Essentially, PASR is capable of predicting the chances any school has with any recruit. All it needs is the data for the characteristics mentioned above. For every recruit the probability listed is the probability the recruit will commit to that school, factoring in all schools that have offered the recruit a scholarship.

Now the question is, how accurate is PASR?

Below is a chart breaking down the forecasts made by PASR for the 2006-2015 recruiting classes into probability ranges. For example, when PASR forecasts a school with an 80-90% chance to land a recruit, the recruit commits to that school 80.71% of the time. As you can see the observed success rates are close to being in line with the probability ranges.

Something that might be noticed is some recruits chose schools with a less than 5% chance. While this may seem odd or may even lead to questions concerning the model’s validity, several things can help explain it:
1.) The model assumes every recruit acts rationally in their decision making, but sometimes that isn’t always the case.
2.) The model doesn’t account for everything because of lack of information (i.e. playing styles of recruits and high schools fitting into a prospective college).
3.) Recruits occasionally have extremely unique circumstances causing them to commit to a certain school (i.e Bill Walker and his high school eligibility).

PASR can be used as a real world application by providing fans with unique insight into the recruiting process.
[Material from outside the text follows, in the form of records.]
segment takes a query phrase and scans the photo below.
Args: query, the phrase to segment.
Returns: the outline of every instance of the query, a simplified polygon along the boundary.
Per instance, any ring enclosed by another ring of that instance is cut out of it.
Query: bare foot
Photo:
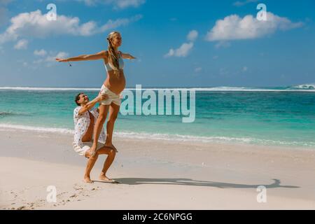
[[[110,183],[115,182],[114,180],[110,179],[106,175],[104,175],[104,174],[99,175],[99,179],[101,181],[105,181],[105,182],[110,182]]]
[[[113,150],[115,150],[115,151],[116,153],[118,152],[118,150],[117,150],[116,147],[115,147],[115,146],[113,145],[113,144],[105,144],[104,146],[106,146],[106,147],[109,147],[109,148],[113,148]]]
[[[93,183],[93,181],[91,180],[90,176],[85,176],[83,179],[83,182],[88,183]]]

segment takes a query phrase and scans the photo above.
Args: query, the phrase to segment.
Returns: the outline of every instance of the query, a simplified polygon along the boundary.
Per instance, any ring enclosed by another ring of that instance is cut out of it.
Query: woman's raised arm
[[[106,50],[102,50],[94,55],[83,55],[78,57],[69,57],[66,59],[56,58],[59,62],[79,62],[88,60],[98,60],[106,57]]]

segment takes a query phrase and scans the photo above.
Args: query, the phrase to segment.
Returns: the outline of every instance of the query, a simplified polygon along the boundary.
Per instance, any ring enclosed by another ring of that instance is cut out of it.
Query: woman
[[[83,55],[67,59],[56,59],[57,61],[60,62],[102,59],[105,64],[107,77],[102,86],[99,94],[107,94],[108,98],[100,102],[99,115],[94,128],[93,144],[90,149],[90,153],[92,156],[95,155],[99,136],[108,111],[109,118],[106,125],[105,146],[110,147],[117,151],[117,149],[113,145],[112,137],[115,121],[118,115],[121,103],[120,93],[126,85],[122,59],[136,59],[130,54],[122,53],[118,50],[118,48],[122,44],[122,38],[119,32],[113,31],[109,34],[107,41],[108,43],[108,50],[103,50],[94,55]]]

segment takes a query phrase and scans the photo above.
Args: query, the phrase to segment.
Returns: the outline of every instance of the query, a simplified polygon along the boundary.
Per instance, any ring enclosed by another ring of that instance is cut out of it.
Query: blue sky
[[[57,6],[48,21],[46,6]],[[256,19],[258,4],[267,21]],[[128,87],[288,86],[315,83],[315,1],[0,0],[0,86],[101,87],[113,30]]]

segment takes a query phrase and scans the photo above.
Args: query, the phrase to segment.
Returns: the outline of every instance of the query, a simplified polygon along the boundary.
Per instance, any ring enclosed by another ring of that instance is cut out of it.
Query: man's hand
[[[97,100],[98,102],[102,102],[104,100],[106,100],[107,99],[108,99],[108,95],[106,94],[99,94],[97,97]]]
[[[66,59],[56,58],[56,61],[57,61],[59,62],[66,62],[67,59]]]

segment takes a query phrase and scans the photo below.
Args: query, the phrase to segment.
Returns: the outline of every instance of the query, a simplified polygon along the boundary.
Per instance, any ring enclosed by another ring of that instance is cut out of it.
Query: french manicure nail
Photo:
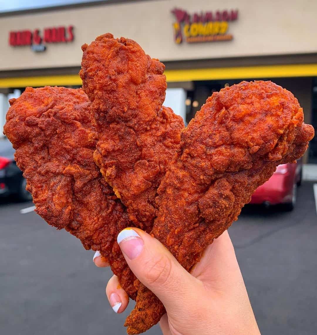
[[[144,246],[143,240],[131,228],[126,228],[121,230],[117,240],[121,250],[131,260],[139,256]]]
[[[99,256],[101,256],[101,255],[100,254],[100,253],[98,251],[98,250],[97,250],[94,253],[94,255],[93,255],[93,258],[92,259],[92,260],[93,261],[94,261],[94,259],[95,259],[95,258],[96,258],[96,257],[99,257]]]
[[[116,313],[118,313],[119,309],[122,304],[122,303],[120,301],[120,297],[116,293],[113,292],[110,295],[109,300],[112,309]]]

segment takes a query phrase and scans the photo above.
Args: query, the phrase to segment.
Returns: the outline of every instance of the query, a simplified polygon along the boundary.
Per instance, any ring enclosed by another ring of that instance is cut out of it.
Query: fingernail
[[[93,258],[92,259],[92,260],[94,261],[94,259],[96,257],[99,257],[99,256],[101,256],[101,255],[100,253],[97,250],[95,253],[94,255],[93,255]]]
[[[116,313],[118,313],[119,309],[122,304],[122,303],[120,301],[120,297],[116,293],[113,292],[110,295],[109,300],[112,309]]]
[[[137,257],[144,246],[143,240],[131,228],[126,228],[119,233],[117,240],[122,251],[131,260]]]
PASR, using numbers and data rather than feelings and leaks, is a tool that provides the public with another method to predict where a recruit might attend school.

A few thoughts on the initial set of forecasts:
– Looking at one of the top players in the 2015 class, LSU was the both the predicted and actual choice for Ben Simmons, even though Florida was the in-state option. The unofficial visit to LSU is what caused the model to swing in favor of LSU. It was the only unofficial visit scheduled by Simmons to any school that had at that point offered him a scholarship and it shows he was already leaning towards LSU. Simmons’ case shows the importance of a school trying to get a recruit to come visit campus as soon as possible.

– PASR shows Kentucky’s influence as a recruiting juggernaut. If a recruit has a Kentucky offer, that is where the model predicts them to go and gives them a sizable advantage in almost every case dating back to the year after Calipari was hired.

– Recruiting in-state is a key to being successful because having a recruit in the same state as the prospective school is a huge boost for obvious reasons. The most recent example is PJ Dozier who committed to South Carolina over Louisville. While his commitment to a school who hasn’t had a winning season since 2009 over a school who won a national championship two years ago might be shocking, the explanation as to why is pretty simple.

PJ Dozier is from South Carolina, he has family members who have played/are playing a variety of sports there, it would mean his family doesn’t have to travel that far to every single one of his games (one of the largest costs to a basketball player’s family). All of these benefits can be seen in the forecast from PASR, where being an instate recruit is a significant factor, in the end giving South Carolina an almost 10 point advantage.